Sam Seitz

I remember talking with my dad a couple years ago. Back then, I was certain I was going to be a theoretical astrophysicist (I later realized that my math skills weren’t quite good enough). I poked fun at his major – economics – for not being sufficiently predictive. After all, in “real” science, things can be predicted to an incredibly high degree of accuracy. It seemed to me that the social sciences relied on cop outs. They generated grand theories to explain the world, but they were never able to actually predict anything with much detail. I felt that instead of trying to explain the world, social science was purely abstract, arguing over arcane academic paradigms instead of real, substantive problems. I think to some extent this is still accurate. The field of academic IR is largely divided among realists, liberals, and constructivists – three camps engaged in a never ending theory war. Nevertheless, I do believe that theoretical paradigms contribute meaningfully to our understanding of the world. While they are not as precise or predictive as laws in the natural sciences, social science theories are still powerful tools.

Theories are primarily important because they simplify reality. Human interactions are obviously too complex and unpredictable to precisely model. Thus, theories provide a useful, simplified version of reality. In other words, theories are heuristics for thinking about the world. Think of theory as a map. Maps certainly don’t capture every aspect of a trip, but they provide the important information necessary to get from point A to point B. Theories are actually better than maps, however, because they also establish causation. In other words, they explain why certain conditions generate certain outcomes. Consider defensive realism, a theoretical paradigm in international relations that stresses the material distribution of power. Defensive realists tend to ignore the role of international institutions and cultural differences because most realists consider these variables to be subordinate to the balance of power. Of course, this means that defensive realism imperfectly captures the world: cultural differences, unit level pathologies, and international institutions all have major impacts on states’ actions. Nevertheless, by making important assumptions, defensive realism provides a lens through which to examine and evaluate the world – explaining interstate interaction through the variables it deems important.

Theories are also useful because they are able to generate predictions. For example, liberalism argues that democratic states are less prone to war on account of their institutions, their proclivity for free trading, and their liberal societies. This prediction can be tested, and it has. Indeed, Democratic Peace Theory is one of the most well-supported theories in international relations. By generating broad, often imperfect theories, social scientists are able to brush the complexity of the world aside and instead focus on the specific implications of a certain set of assumptions. Liberalism as a theory is not perfectly correct; it relies on a number of theoretical assumptions that are not universally true. Nevertheless, by utilizing certain assumptions, scholars were able to acquire important insights regarding democratic dyads and their propensity for conflict.
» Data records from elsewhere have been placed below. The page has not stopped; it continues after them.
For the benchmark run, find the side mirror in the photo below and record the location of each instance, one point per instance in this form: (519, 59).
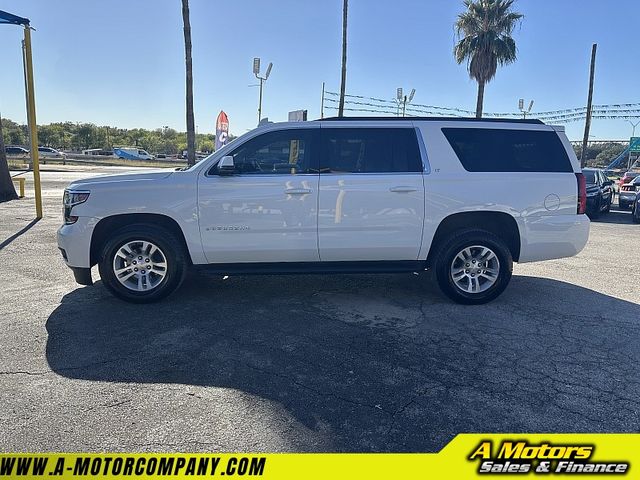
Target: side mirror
(226, 166)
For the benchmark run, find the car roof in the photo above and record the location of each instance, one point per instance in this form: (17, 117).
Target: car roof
(433, 119)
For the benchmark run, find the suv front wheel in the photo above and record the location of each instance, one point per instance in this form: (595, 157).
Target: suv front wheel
(142, 263)
(473, 266)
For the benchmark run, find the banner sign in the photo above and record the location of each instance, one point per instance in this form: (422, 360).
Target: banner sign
(466, 456)
(222, 130)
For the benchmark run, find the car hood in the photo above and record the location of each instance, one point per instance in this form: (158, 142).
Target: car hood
(147, 175)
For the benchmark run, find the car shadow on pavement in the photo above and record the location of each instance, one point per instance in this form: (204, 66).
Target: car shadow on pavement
(373, 362)
(23, 230)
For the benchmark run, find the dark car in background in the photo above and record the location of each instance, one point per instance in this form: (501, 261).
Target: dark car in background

Generating different theories also helps us better understand history. By prioritizing different assumptions, different theories provide unique and novel ways of thinking about the past. For example, one can look at WWI through a dynamic realist lens, emphasizing how shifting power dynamics generated insecurity. One could instead look at it through offense-defense theory, an approach which revealed the so-called “cult of the offensive.” One could even choose to ignore both of these theories and instead examine WWI through economic realism, considering how shifting trade patterns generated mercantilist fears which ultimately culminated in war. In short, theories can reveal novel factors that might not have been previously considered.

Finally, theories are valuable because they are really the best tool we have. Social scientists can’t run tests in the same way that physical scientist can. It is both impractical and almost certainly immoral because testing would involve manipulating sentient human beings. Because there is often limited data, scholars must operate on assumptions – testing and modifying the theory as new data emerges. This is imperfect, but it is the only rigorous way of trying to explain why the social world works the way it does.

While the arcane “paradigm wars” of academic IR might appear useless and inane, they really aren’t. By debating what motivates states to act and which conditions lead to conflict or peace, social scientists create different ways to think about the world. Academic theories rarely provide specific policy prescriptions, however, they do provide a list of important considerations that voters and policymakers must weigh when making decisions. The social world is too complex to create one unified field theory. Nevertheless, by creating a number of competing theories, we are able to better explain and understand the social world in which we live.